Les graffitis laissés sur les murs des prisons d’Assad expriment les peurs et les amours des Syriens tourmentés


Languissant dans une cellule du donjon de Bachar al-Assad, alors dirigeant de la Syrie, un prisonnier inconnu a griffonné un vers de poésie arabe sur le mur de sa cellule – une expression de douleur et d’amour au milieu de ses tourments.

“Mon pays, même s’il m’opprime, est cher. Mon peuple, même s’il n’est pas charitable envers moi, est généreux”, a-t-il écrit. C’est un vers bien connu, composé il y a 800 ans par un poète défiant un calife tyrannique.

Alors que vous traversez les cellules froides et sombres des prisons d’Assad, les graffitis sur les murs crient. Les messages implorent Dieu et aspirent à ceux qu’ils aiment. Souvent mystérieux, ils conservent des fragments de ce que pensaient des hommes anonymes confrontés à la torture et à la mort.

« Ne faites confiance à personne, pas même à votre frère », a prévenu quelqu’un sur un mur de cellule du célèbre centre de détention de la branche Palestine de Damas.

“Oh Seigneur, apporte du soulagement”, gémit un autre.

Un graffiti arabe sur le mur d’une cellule de prison indique « Tu me manques », dans le tristement célèbre centre de détention de la branche Palestine à Damas, en Syrie. (Mosa’ab Elshamy/Associated Press)

Depuis 2011, des dizaines de milliers de Syriens ont disparu dans le réseau de prisons et de centres de détention géré par les forces de sécurité d’Assad alors qu’elles tentaient d’écraser son opposition. Les détenus sont restés pendant des années sans contact avec le monde extérieur, vivant dans des cellules surpeuplées et sans fenêtres, où leurs codétenus mouraient autour d’eux.

Des couches de graffitis marquant des générations de souffrance

Des tortures et des passages à tabac étaient infligés quotidiennement. Les exécutions massives étaient fréquentes.

La plupart des détenus se seraient attendus à mourir. Ils n’avaient aucune raison de croire que quiconque verrait un jour les messages qu’ils avaient gravés sur les murs, à l’exception des futurs prisonniers.

L’un d’entre eux a écrit un seul mot en arabe, “ashtaqtilak” (“Tu me manques”) – une lettre d’amour qui ne pourrait jamais être envoyée à un être cher dont seul l’écrivain connaîtrait le nom.

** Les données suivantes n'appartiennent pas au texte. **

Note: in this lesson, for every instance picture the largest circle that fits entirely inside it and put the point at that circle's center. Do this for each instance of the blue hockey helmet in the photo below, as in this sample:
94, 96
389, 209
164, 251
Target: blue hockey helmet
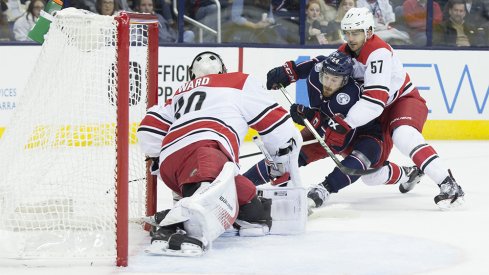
337, 64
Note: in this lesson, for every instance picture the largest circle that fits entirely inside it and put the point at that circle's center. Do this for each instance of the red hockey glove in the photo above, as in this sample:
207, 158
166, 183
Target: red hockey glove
336, 130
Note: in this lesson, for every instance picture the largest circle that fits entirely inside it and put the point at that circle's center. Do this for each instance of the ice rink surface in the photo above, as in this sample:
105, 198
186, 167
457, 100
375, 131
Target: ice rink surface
362, 230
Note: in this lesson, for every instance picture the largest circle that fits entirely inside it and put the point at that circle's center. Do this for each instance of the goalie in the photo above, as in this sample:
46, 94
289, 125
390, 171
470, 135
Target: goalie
194, 138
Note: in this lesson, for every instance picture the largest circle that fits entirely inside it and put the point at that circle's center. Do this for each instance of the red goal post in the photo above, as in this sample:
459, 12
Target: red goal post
73, 176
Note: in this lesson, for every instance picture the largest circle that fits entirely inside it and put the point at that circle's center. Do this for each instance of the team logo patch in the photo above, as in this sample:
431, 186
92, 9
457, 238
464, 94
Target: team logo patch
342, 98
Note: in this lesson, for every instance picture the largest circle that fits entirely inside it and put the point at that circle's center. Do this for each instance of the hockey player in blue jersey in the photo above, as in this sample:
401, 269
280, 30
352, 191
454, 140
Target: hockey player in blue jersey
332, 91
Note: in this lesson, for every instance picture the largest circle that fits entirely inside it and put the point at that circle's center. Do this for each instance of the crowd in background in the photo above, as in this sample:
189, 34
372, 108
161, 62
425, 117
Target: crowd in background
400, 22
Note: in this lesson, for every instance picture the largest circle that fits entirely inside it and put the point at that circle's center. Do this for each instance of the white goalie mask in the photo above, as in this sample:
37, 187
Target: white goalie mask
358, 19
206, 63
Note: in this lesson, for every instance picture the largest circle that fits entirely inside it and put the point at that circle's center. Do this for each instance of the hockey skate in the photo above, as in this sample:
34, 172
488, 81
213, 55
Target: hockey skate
317, 196
174, 242
451, 194
414, 174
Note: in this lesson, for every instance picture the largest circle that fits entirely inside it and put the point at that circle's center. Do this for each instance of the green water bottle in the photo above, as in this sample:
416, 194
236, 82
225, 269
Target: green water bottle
42, 25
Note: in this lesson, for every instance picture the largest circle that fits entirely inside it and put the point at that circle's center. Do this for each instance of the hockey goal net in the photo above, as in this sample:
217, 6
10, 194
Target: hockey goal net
72, 175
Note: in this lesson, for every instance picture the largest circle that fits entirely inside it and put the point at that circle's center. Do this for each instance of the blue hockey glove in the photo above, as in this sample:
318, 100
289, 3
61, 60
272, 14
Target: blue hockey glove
284, 75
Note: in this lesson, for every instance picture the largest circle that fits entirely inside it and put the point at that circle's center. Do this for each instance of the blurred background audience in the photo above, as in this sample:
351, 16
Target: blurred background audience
26, 21
399, 22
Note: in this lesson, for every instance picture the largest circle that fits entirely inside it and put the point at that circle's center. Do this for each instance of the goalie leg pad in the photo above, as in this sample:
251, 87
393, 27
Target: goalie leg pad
211, 209
289, 209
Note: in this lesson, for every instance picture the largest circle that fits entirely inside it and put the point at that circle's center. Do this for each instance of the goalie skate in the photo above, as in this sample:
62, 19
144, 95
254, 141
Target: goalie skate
169, 243
317, 196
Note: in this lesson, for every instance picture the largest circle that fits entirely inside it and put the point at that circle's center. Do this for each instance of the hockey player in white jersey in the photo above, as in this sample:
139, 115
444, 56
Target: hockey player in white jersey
196, 136
390, 95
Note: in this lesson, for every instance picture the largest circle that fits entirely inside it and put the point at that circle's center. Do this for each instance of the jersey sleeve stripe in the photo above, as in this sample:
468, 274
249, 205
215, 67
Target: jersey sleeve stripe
272, 127
263, 113
153, 130
204, 124
375, 100
159, 117
269, 119
376, 87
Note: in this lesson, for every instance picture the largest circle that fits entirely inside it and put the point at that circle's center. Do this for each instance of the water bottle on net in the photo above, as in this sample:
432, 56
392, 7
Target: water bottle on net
46, 17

Plus d’un mois après l’ouverture des prisons par les insurgés qui ont renversé Assad, l’Associated Press a visité plusieurs installations pour voir les graffitis laissés sur place. On ne sait rien des hommes qui les ont dessinés et écrits.

Seuls quelques-uns portent des noms et peu sont datés. Il est impossible de savoir qui d’entre eux a vécu ou est mort.

Certains murs comportent des couches de graffitis les unes sur les autres, marquant des générations de souffrance.

“Ne sois pas triste, maman. C’est mon destin”, lit-on dans une lettre datée du 1er janvier 2024. En dessous se trouvent les traces d’un texte plus ancien, si effacé que seuls quelques mots sont lisibles : “… sauf pour toi”. — un soupçon de désir pour un être cher.

Les calendriers marquent les années sur le mur

De nombreux écrits et dessins sont des cris adressés aux parents ou aux proches. Quelqu’un a dessiné un cœur brisé en deux, avec « mère » écrit d’un côté et « père » de l’autre.

Certains citent de la poésie. “Quand vous faites la guerre, pensez à ceux qui demandent la paix”, lit-on, se souvenant légèrement d’un vers du poète palestinien Mahmoud Darwish.

Beaucoup tenaient des calendriers, remplissant les murs de grilles de chiffres. “Une année s’est écoulée”, a résumé laconiquement un prisonnier au-dessus d’un champ de 365 points disposés en rangées.

Certains dessins sont même ludiques, comme des visages de dessins animés aux yeux écarquillés ou un joint de haschich. D’autres sont des envolées de fantaisie dont le sens, le cas échéant, n’était connu que du prisonnier. Une scène montre un paysage de collines et de forêts d’arbres dénudés, où une meute de loups hurle vers le ciel et un oiseau de proie serre un serpent sifflant dans ses serres.

L’obscurité et la peur pèsent sur la plupart, ainsi que les tentatives d’endurance.

“La patience est belle, et Dieu est celui à qui nous cherchons de l’aide”, a écrit l’un d’eux. “Dieu, remplis-moi de patience et ne me laisse pas désespérer.”